# N13 Chassis, E15 Engine. Sentra 1.5SLX, 1988. Modify?



## pciericagp (Sep 27, 2005)

Hi All Member,

I got this old car. It was Nissan Sentra 1.5SLX manual (Known as Pulsar or Sunny at other country). The chassis no. was N13 and engine was E15 with 12V SOHC.

What kind of Fuel Injection engine can transplant into it? Now using E15 was carburator and FC quite high due to fuel price raise tremendously. 

At my country (Malaysia), the upgrade cannot more than 300 cc from original. Cannot change the engine mounting or modify the weilding.
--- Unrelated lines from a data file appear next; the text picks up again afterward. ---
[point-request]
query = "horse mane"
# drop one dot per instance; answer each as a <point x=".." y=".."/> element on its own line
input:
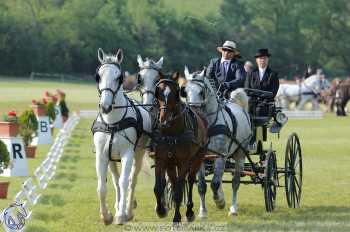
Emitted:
<point x="239" y="97"/>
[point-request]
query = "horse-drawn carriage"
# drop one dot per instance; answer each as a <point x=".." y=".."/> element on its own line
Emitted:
<point x="261" y="167"/>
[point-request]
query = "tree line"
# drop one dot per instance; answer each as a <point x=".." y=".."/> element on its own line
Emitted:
<point x="62" y="36"/>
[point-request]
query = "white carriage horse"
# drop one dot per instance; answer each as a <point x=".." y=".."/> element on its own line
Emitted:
<point x="308" y="90"/>
<point x="228" y="125"/>
<point x="118" y="134"/>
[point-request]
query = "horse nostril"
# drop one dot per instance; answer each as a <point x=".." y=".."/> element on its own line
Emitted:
<point x="107" y="109"/>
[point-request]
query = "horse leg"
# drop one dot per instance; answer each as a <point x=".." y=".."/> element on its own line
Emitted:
<point x="195" y="165"/>
<point x="202" y="189"/>
<point x="126" y="161"/>
<point x="101" y="171"/>
<point x="178" y="198"/>
<point x="315" y="105"/>
<point x="239" y="166"/>
<point x="132" y="183"/>
<point x="216" y="186"/>
<point x="159" y="188"/>
<point x="115" y="177"/>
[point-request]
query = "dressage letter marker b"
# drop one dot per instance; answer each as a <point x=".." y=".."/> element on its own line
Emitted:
<point x="18" y="157"/>
<point x="44" y="132"/>
<point x="43" y="126"/>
Thinking of Nissan Sentra 1.6EFI (B14) engine. Don't know can fit in or not.


----------



## Pzych0 (Mar 1, 2005)

i would try for a ga16 engine. not to sure of the chassis but it sould fit in there with no modifying. If it is a sunny. The b14 engione will most probably need modifying to fit. According to the haynes manuals the Nissan Sentra is a sunny in other countrys so. The B14 engine need modifying to fit into my car without modifying. i have a b12 Nissan Sentra/sunny


----------



## mille-16i (Jun 16, 2004)

The N13 is our 2nd gen pulsar and yes the GA16i (90hp in US)will bolt in or the CA18de(125 hp in US) will go in nicely to with out welding just get the factory nissan mounts and all is good. You said that you had a E15 12 valve engine is this a mis print either GA15i 12 valve or E15 8 valve? if it is a E engine you can also do a E15et turbo engine its good for around 120 hp I think.


----------



## pciericagp (Sep 27, 2005)

Just want to install 1.6 Fuel Injection Engine to it. Want to get optimal fuel saving due to fuel raised high these day. Can GA16i fit in it easily. Mine was manual car.


----------



## mille-16i (Jun 16, 2004)

The only injected engine that will easily go in is the E16i but a GA16i will go in with a diff tranny and mounts but you will not get much better milage the E is a economic enngine put an i intake on your E15 making a E15i I get 30+ mpg with my E16i


----------